Between October and December 2021, the backlog increased by almost 140,000 cases -- higher than the largest three-month increase under Trump (100,000 from June through August 2019), it said.

At the current pace, "the court will receive 800,000 new cases - at least 300,000 more than the annual total the court has ever received during its existence," the report said.

A U.S. Border Patrol agent checks passports before taking recently arrived immigrants to a processing center on Dec. 09, 2021, in Yuma, Arizona. The backlog jam of immigration courts has reached 1.6 million cases, a historic high, according to a new report. Immigrants could wait up to five years to have their cases heard.
A U.S. Border Patrol agent checks passports before taking recently arrived immigrants to a processing center on Dec. 09, 2021, in Yuma, Arizona. The backlog jam of immigration courts has reached 1.6 million cases, a historic high, according to a new report. Immigrants could wait up to five years to have their cases heard.

A key reason for the backlog is that immigration courts fall under the purview of the Justice Department instead of being a truly independent judicial system, said Samuel Cole, executive vice president of the National Association of Immigration Judges, an advocacy group.

Being under the Justice Department means judges and their superiors have to answer to political appointees, rather than act truly independently, such as state and federal judges do, he said. The soaring backlog numbers are disturbing but it's something he and his fellow judges have faced for years, said Cole, a Chicago-based immigration judge.

The pandemic showed the courts are not a priority for the Justice Department, he said. As state and federal courtrooms quickly launched into virtual hearings, It took immigration courts more than seven months to begin virtual meetings, Cole said. Many still don't offer them and remained closed.

The House Judiciary Committee will hold a hearing Thursday on the possibility of creating an independent immigration court system.

"Immigration court has long been the stepchild of the Department of Justice," Cole said. "They haven’t gotten the attention and budgetary requests they require."

Alysha Welsh, a Washington-based managing attorney with Human Rights First who helps represent asylum-seekers, said the long waits her clients endure to face an immigration judge piles stress on top of the trauma they already experienced fleeing their country and reaching the U.S.-Mexico border.

Immigration courts have been backlogged for years, she said. Many of her clients have cases scheduled as far out as 2024 and 2025.

"It's frustrating," she said. "You want to build a life and establish roots. Living in that limbo and having your case get kicked further and further down the line adds to the stress and anxiety."

The caseload has continued to climb through both Democratic and Republican administrations, according to the TRAC report. At the start of the administration of President George W. Bush in 2001, the backlog stood at just 149,338 cases, it said. By 2008, the backlog had "grown substantially," and continued to climb under President Barack Obama and accelerated under Trump, the report said.

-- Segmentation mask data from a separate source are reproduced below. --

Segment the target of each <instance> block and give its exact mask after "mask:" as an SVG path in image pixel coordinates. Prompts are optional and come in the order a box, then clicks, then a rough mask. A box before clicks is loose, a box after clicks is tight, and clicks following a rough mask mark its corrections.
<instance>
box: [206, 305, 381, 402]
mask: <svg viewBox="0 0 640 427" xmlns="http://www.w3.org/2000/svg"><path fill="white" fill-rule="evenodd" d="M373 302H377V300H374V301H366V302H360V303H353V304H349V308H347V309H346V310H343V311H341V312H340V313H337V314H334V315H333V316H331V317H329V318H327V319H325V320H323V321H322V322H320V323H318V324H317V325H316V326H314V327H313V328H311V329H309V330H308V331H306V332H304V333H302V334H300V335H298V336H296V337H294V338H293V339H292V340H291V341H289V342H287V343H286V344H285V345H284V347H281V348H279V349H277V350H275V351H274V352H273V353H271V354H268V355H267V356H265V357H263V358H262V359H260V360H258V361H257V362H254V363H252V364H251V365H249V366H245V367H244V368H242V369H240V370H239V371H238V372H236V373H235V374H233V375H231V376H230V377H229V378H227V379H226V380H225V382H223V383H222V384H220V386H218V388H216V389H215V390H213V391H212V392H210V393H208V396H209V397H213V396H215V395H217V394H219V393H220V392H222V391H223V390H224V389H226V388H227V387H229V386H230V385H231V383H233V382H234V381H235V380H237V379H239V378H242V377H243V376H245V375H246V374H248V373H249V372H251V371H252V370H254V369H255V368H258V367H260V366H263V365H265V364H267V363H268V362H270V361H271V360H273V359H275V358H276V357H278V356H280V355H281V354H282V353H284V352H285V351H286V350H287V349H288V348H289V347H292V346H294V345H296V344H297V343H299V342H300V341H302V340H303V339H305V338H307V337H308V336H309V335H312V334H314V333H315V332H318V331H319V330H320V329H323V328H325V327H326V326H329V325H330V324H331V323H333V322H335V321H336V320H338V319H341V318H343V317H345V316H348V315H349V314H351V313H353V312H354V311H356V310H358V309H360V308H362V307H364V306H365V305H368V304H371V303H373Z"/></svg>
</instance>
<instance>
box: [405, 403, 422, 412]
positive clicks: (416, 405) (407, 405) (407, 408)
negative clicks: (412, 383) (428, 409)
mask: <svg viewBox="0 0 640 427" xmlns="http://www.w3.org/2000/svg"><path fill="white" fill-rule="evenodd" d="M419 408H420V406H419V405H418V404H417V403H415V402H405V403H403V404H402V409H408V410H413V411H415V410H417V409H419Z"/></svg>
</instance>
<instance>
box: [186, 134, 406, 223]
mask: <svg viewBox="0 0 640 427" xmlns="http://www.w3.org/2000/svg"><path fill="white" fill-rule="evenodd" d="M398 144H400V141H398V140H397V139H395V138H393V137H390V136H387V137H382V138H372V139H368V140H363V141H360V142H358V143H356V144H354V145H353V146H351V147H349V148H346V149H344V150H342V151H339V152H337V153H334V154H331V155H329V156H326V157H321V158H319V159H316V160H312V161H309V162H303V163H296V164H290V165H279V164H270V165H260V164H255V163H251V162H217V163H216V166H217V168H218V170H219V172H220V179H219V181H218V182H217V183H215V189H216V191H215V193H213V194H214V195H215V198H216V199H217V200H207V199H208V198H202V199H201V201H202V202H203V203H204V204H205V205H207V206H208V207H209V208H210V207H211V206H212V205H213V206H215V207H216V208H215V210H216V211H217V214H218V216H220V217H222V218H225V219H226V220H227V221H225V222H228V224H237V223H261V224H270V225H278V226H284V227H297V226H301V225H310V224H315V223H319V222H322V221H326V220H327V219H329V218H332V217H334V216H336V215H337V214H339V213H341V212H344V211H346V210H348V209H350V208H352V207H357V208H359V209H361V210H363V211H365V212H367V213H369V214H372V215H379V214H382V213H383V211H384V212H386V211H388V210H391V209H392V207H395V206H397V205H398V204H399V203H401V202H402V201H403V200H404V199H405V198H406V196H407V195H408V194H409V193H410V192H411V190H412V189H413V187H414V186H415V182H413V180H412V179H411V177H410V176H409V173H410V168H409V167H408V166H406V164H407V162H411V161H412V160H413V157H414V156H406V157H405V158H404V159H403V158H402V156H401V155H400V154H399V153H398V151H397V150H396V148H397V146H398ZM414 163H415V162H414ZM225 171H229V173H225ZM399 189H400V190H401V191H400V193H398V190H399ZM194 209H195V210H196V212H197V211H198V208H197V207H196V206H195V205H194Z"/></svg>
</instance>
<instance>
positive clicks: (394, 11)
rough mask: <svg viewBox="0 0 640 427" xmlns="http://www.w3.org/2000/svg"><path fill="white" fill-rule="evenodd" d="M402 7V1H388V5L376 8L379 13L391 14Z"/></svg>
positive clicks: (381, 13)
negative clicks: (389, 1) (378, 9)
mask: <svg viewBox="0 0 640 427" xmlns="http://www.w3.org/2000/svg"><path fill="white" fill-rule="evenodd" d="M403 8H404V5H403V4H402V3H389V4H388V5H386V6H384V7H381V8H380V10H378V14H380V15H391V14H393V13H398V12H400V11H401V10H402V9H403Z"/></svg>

"But in recent months, the rate of growth has exploded," it said.

Even though Trump hired more judges and instituted rule changes to courts, the faster than usual pace that Homeland Security filed new cases ballooned the backlog, according to the research group. The rising caseload is not necessarily tied to increase numbers of asylum-seekers.

Jodi Goodwin, an immigration attorney based in Harlingen, Texas, has felt that explosive growth in backlogs firsthand. Nearly all of her 400 asylum-seeker clients have cases scheduled for at least one and often two to three years out, she said.

The delays create anxiety among her clients, especially those who can't secure authorization to work. Prosecutors in the current system don't often exercise "prosecutorial discretion" to speed up cases, miring cases in the system, she said. Things as simple as filing a request for a bond hearing could take months, if not longer.

Immigration courts are beyond repair, she said. Only a massive restructuring could improve the system, Goodwin said.

"At this point, the approach to hearing cases and granting benefits has to be rebuilt from the ground up," she said "The system has already imploded."